MB-Kritik

In the Belly of a Tiger 2024

Horror, Drama

Sorabh Jaiswar
Francis Lawrence
Pooja Pallavi
Rosely Raj
Poonam Tiwari

Inhalt

Ein älteres Paar, Bhagole und Prabhata, eben erst mit dem Sohn und den beiden Enkelinnen in das Dorf zurückgekehrt, besitzt nur noch Haus und Bullen; das Land haben sie verkauft, um ihr Glück in der Stadt zu versuchen. Das einzige Tauschobjekt bleibt ihre Arbeitskraft, was sie wie alle anderen im Dorf erpressbar macht.

Kritik

Der Titel steht emblematisch für die ostentative Symbolsprache, mit der Jatla Siddarthas zweiter Spielfilm den aussichtslosen Existenzkampf Indiens verarmter Landbevölkerung vermittelt. Für mittellose Menschen wie Bhagole (Sorabh Jaiswar) und eine Frau Prabhata (Poonam Tiwari), die mit ihrem erwachsenen Sohn und dessen Familie in der Hoffnung auf Arbeit in einem Ziegelwerk ihr Land verlassen haben, geht es längst nicht mehr um fressen oder gefressen werden. Sie sind schon Fabrik-Futter und werden verdaut.

Wenn die verzweifelte Lage der sechsköpfigen Gemeinschaft mit dem dritten Kind auf dem Weg das noch nicht deutlich genug vor Augen führt, tut es der dramatische Ausbau der augenfällige Allegorie vom Raubtier-Kapitalismus. Ein menschenfressender Tiger bedroht die Arbeitenden, die von früh bis spät für den mitleidlosen Produktionsleiter schuften. Doch als heiliges Nationalsymbol wiegt das Wohlergehen des Tieres höher als das der Menschen, die von einem solchen Schutz nur träumen können.

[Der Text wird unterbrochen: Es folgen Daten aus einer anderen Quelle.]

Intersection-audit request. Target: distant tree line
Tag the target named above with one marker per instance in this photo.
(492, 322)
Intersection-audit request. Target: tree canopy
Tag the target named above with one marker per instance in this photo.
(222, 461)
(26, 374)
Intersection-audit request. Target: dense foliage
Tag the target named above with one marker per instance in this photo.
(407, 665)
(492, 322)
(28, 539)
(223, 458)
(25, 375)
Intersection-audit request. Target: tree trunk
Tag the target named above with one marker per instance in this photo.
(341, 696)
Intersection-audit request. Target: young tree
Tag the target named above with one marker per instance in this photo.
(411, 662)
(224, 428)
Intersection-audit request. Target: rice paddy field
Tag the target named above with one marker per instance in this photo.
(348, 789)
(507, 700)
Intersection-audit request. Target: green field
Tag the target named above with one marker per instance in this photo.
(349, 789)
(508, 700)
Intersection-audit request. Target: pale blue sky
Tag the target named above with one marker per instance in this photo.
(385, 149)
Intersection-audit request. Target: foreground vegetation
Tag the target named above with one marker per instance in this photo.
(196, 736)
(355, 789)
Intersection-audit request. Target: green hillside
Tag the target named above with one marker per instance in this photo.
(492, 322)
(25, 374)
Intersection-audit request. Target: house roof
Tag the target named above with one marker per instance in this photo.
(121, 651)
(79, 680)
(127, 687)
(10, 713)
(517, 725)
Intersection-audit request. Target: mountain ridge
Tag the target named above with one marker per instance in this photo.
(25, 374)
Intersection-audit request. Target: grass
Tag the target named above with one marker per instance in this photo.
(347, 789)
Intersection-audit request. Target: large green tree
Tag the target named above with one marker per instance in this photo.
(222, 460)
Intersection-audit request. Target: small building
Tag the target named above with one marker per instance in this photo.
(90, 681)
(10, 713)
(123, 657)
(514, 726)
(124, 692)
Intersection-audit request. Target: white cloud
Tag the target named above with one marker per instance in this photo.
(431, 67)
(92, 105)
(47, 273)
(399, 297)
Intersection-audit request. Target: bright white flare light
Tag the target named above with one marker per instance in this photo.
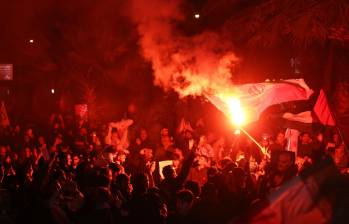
(237, 113)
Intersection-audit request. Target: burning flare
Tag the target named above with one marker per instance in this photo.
(236, 111)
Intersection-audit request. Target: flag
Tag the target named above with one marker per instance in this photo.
(321, 113)
(4, 120)
(299, 200)
(255, 98)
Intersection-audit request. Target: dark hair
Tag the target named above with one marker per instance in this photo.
(167, 171)
(185, 196)
(193, 186)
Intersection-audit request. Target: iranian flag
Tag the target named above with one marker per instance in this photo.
(257, 97)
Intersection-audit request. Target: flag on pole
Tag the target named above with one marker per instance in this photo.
(299, 200)
(4, 120)
(321, 113)
(255, 98)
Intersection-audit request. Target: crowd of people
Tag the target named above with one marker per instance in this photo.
(116, 174)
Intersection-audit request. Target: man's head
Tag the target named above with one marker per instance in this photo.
(305, 138)
(3, 151)
(284, 161)
(121, 157)
(280, 138)
(169, 172)
(202, 161)
(143, 134)
(188, 134)
(184, 201)
(123, 183)
(166, 141)
(76, 160)
(140, 183)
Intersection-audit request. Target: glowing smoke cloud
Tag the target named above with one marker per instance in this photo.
(189, 65)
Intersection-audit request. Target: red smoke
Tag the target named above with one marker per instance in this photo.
(189, 65)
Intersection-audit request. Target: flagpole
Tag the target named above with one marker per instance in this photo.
(254, 140)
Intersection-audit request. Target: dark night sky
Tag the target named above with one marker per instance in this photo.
(95, 43)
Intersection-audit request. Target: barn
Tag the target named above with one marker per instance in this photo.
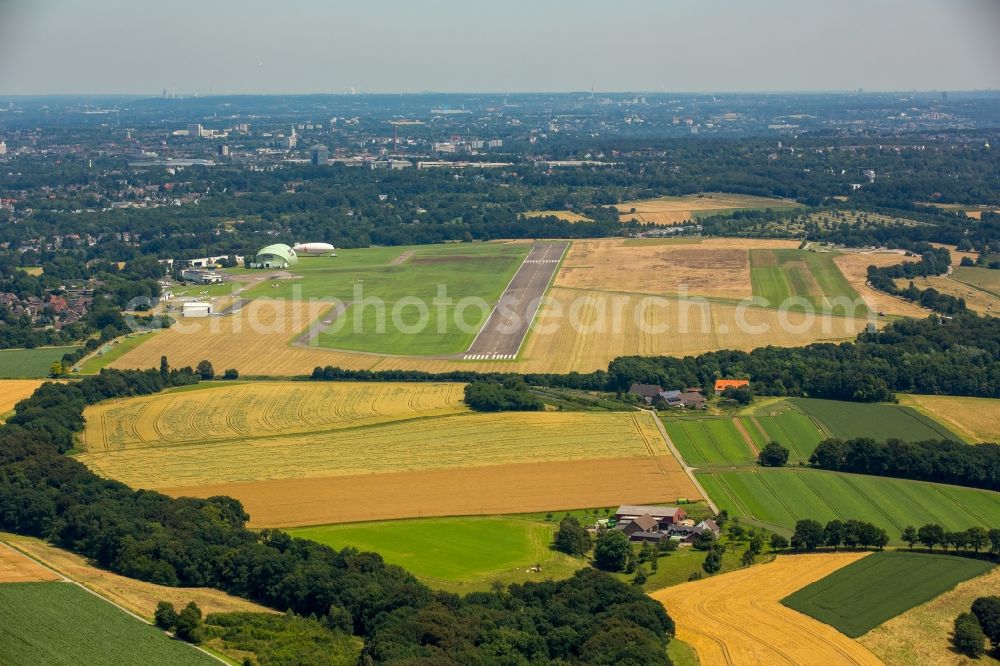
(278, 255)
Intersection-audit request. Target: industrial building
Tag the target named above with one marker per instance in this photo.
(200, 276)
(278, 255)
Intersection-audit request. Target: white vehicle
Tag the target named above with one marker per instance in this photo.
(313, 248)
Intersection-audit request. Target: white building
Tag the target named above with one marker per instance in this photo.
(197, 309)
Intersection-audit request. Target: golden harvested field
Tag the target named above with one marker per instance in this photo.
(567, 215)
(13, 391)
(229, 343)
(446, 463)
(497, 489)
(975, 299)
(596, 274)
(714, 267)
(956, 256)
(137, 596)
(229, 411)
(854, 266)
(920, 635)
(16, 567)
(448, 442)
(976, 419)
(674, 210)
(737, 618)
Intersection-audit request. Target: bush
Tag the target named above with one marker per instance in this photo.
(968, 637)
(205, 370)
(987, 611)
(512, 395)
(612, 551)
(189, 624)
(165, 616)
(773, 455)
(809, 535)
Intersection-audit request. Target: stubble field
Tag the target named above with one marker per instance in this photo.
(358, 465)
(737, 618)
(609, 298)
(236, 411)
(675, 210)
(976, 419)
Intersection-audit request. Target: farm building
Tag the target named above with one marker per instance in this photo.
(197, 309)
(722, 384)
(278, 255)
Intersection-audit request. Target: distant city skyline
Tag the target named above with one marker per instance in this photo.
(386, 46)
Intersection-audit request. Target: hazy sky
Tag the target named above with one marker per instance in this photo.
(311, 46)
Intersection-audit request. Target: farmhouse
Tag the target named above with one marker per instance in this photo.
(663, 515)
(722, 384)
(645, 391)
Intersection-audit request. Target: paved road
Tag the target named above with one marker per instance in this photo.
(504, 331)
(687, 468)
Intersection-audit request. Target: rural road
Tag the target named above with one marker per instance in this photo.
(501, 336)
(687, 468)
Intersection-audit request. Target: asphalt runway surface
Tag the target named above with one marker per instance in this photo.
(501, 336)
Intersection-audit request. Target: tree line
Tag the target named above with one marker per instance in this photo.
(943, 461)
(936, 355)
(588, 618)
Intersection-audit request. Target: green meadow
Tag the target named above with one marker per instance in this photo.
(52, 624)
(456, 553)
(777, 498)
(29, 363)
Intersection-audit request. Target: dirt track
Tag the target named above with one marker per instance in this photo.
(502, 334)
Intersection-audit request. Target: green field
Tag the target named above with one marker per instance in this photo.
(868, 592)
(879, 421)
(709, 441)
(794, 430)
(29, 363)
(379, 292)
(60, 623)
(812, 277)
(777, 498)
(112, 352)
(455, 550)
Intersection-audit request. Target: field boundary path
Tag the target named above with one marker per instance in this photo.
(683, 463)
(63, 578)
(502, 335)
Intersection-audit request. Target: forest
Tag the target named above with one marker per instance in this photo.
(589, 618)
(943, 461)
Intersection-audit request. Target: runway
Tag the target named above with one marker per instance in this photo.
(501, 336)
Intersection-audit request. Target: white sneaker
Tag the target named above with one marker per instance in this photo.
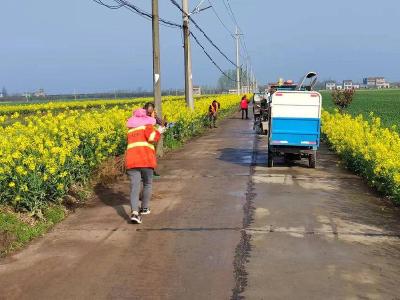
(136, 218)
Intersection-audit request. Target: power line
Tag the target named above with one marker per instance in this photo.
(202, 31)
(210, 58)
(219, 18)
(138, 11)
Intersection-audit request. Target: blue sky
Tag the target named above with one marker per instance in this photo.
(62, 45)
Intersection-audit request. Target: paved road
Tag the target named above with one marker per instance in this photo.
(223, 226)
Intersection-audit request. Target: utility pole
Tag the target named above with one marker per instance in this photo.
(248, 76)
(237, 37)
(156, 67)
(188, 56)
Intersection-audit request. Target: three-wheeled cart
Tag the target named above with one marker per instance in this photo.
(260, 111)
(295, 124)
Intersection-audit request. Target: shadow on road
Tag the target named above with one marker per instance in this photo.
(242, 157)
(113, 198)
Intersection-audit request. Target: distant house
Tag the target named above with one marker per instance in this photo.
(347, 84)
(196, 90)
(40, 93)
(376, 82)
(232, 91)
(330, 85)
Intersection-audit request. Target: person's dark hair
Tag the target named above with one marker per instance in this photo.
(148, 105)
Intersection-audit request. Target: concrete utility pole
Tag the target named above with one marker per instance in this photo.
(188, 56)
(237, 37)
(156, 66)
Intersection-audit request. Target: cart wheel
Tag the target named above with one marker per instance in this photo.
(312, 160)
(270, 160)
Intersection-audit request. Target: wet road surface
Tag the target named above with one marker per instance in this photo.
(223, 226)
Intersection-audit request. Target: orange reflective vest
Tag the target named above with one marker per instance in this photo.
(141, 152)
(213, 109)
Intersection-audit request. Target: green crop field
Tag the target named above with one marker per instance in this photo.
(383, 103)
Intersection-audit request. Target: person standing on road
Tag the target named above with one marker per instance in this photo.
(140, 160)
(213, 113)
(244, 106)
(151, 112)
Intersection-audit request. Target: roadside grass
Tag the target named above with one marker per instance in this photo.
(18, 229)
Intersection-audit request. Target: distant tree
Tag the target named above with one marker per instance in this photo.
(4, 92)
(342, 98)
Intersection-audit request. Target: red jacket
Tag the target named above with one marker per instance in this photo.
(141, 152)
(244, 104)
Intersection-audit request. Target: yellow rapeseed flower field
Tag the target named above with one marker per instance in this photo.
(368, 148)
(43, 155)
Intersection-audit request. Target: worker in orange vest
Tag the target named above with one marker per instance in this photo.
(244, 106)
(140, 160)
(213, 113)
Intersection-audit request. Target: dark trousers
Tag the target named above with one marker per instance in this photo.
(247, 113)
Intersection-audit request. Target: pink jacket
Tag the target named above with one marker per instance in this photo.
(244, 104)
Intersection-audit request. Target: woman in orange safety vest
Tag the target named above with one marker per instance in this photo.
(140, 160)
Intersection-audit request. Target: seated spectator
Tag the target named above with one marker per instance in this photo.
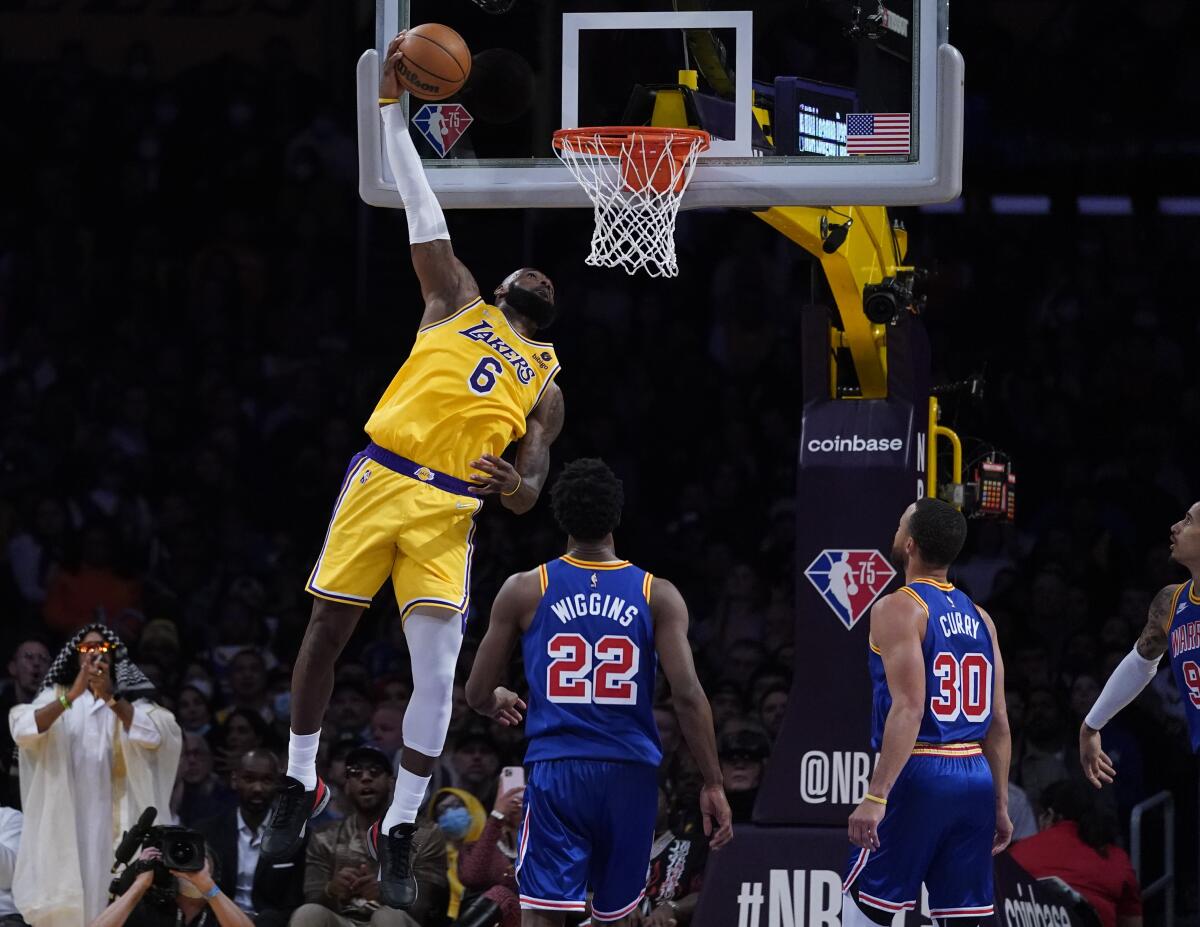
(198, 793)
(475, 763)
(743, 754)
(676, 874)
(196, 896)
(341, 886)
(461, 819)
(268, 892)
(489, 866)
(349, 710)
(772, 709)
(193, 711)
(243, 730)
(387, 729)
(1042, 759)
(1078, 844)
(93, 587)
(10, 839)
(247, 682)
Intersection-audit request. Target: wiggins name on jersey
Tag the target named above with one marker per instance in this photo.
(467, 388)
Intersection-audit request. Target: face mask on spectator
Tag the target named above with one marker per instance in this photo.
(455, 823)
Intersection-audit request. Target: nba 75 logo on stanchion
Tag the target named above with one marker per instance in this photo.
(850, 580)
(442, 124)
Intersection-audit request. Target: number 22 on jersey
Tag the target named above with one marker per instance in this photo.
(580, 674)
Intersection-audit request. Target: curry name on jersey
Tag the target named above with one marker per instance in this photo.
(1183, 647)
(467, 388)
(959, 669)
(591, 662)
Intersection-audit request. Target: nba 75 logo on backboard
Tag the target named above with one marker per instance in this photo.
(442, 124)
(850, 580)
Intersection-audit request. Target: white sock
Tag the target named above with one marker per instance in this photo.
(303, 758)
(406, 800)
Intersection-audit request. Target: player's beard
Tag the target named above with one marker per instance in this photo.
(537, 309)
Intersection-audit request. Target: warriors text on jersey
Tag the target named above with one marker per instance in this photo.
(591, 662)
(467, 388)
(959, 669)
(1183, 649)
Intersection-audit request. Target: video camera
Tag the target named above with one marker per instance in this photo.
(183, 850)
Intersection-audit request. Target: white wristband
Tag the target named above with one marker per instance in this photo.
(426, 221)
(1129, 677)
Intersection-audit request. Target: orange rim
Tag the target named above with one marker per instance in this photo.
(612, 138)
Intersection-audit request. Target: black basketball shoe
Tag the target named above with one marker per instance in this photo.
(394, 850)
(288, 819)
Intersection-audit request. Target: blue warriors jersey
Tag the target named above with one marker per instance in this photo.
(959, 669)
(591, 662)
(1183, 647)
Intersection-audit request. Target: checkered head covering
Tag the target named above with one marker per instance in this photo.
(130, 682)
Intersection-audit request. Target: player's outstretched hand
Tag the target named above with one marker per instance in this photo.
(389, 78)
(864, 825)
(714, 808)
(1003, 833)
(499, 476)
(1097, 766)
(508, 707)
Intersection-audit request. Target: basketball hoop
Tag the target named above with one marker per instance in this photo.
(635, 178)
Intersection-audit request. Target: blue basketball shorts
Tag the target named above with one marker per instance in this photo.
(937, 830)
(588, 824)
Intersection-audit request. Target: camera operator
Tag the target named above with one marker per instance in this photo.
(197, 901)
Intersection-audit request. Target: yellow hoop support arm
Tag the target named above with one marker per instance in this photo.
(935, 432)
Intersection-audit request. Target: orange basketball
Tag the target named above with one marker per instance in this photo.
(436, 61)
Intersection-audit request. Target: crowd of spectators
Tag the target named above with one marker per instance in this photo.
(197, 315)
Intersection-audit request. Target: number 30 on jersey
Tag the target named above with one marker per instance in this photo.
(580, 674)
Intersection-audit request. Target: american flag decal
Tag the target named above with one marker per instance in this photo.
(877, 133)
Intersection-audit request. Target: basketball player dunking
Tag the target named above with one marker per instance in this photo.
(936, 809)
(591, 626)
(1174, 627)
(473, 383)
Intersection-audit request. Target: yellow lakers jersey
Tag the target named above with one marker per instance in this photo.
(466, 389)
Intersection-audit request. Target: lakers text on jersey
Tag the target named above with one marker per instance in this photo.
(467, 388)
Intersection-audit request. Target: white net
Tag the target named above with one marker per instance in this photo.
(635, 181)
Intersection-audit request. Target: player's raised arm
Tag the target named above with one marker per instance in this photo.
(486, 693)
(447, 285)
(894, 632)
(690, 705)
(997, 746)
(1131, 676)
(520, 484)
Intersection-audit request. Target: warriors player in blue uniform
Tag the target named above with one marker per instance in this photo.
(593, 629)
(1173, 627)
(936, 808)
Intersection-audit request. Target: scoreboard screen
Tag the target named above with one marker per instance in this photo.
(810, 117)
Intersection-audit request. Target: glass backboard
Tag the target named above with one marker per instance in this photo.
(808, 103)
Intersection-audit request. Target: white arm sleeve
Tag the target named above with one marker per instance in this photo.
(426, 221)
(1131, 676)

Der Schornstein des Werks, das Angestellten unerreichbare Quota stellt, raucht; ein Leben nach dem anderen wird verbrannt. Um seine Enkelinnen vor diesem Schicksal zu retten, fasst Bhagole schließlich einen verzweifelten Entschluss. Den nimmt allerdings die Spoiler-Synopsis vorweg; als hätten die plakativen Dialoge und vorhersehbare Story die existenzialistische Spannung nicht genug geschwächt. Der imaginativ inszenierte Handlungsrahmen einer Theateraufführung verschenkt die inhärente Religionskritik für ein mystisches Menetekel im Widerspruch zur sozialrealistischen Struktur. 

Fazit

Nachdem sein Debütwerk sich mit der romantischen Repression der traditionsverankerten Mittelschicht befasste, widmet sich Jatla Siddartha in seiner ebenso exemplarischen wie engagierten Arbeitertragödie den brutaleren Problemen der unteren Schichten. Deren Schicksal gerät jedoch zur Lehrfolie eines moralischen Message-Movies. Dessen bühnenhafte Kulisse spiegelt unabsichtlich das di Handlung rahmende Setting einer belehrenden Kostümaufführung, deren metaphorische Möglichkeiten indes vertan werden. Was bleibt, ist solides Schauspielkino, das seine Ambitionen zu deutlich vor sich herträgt.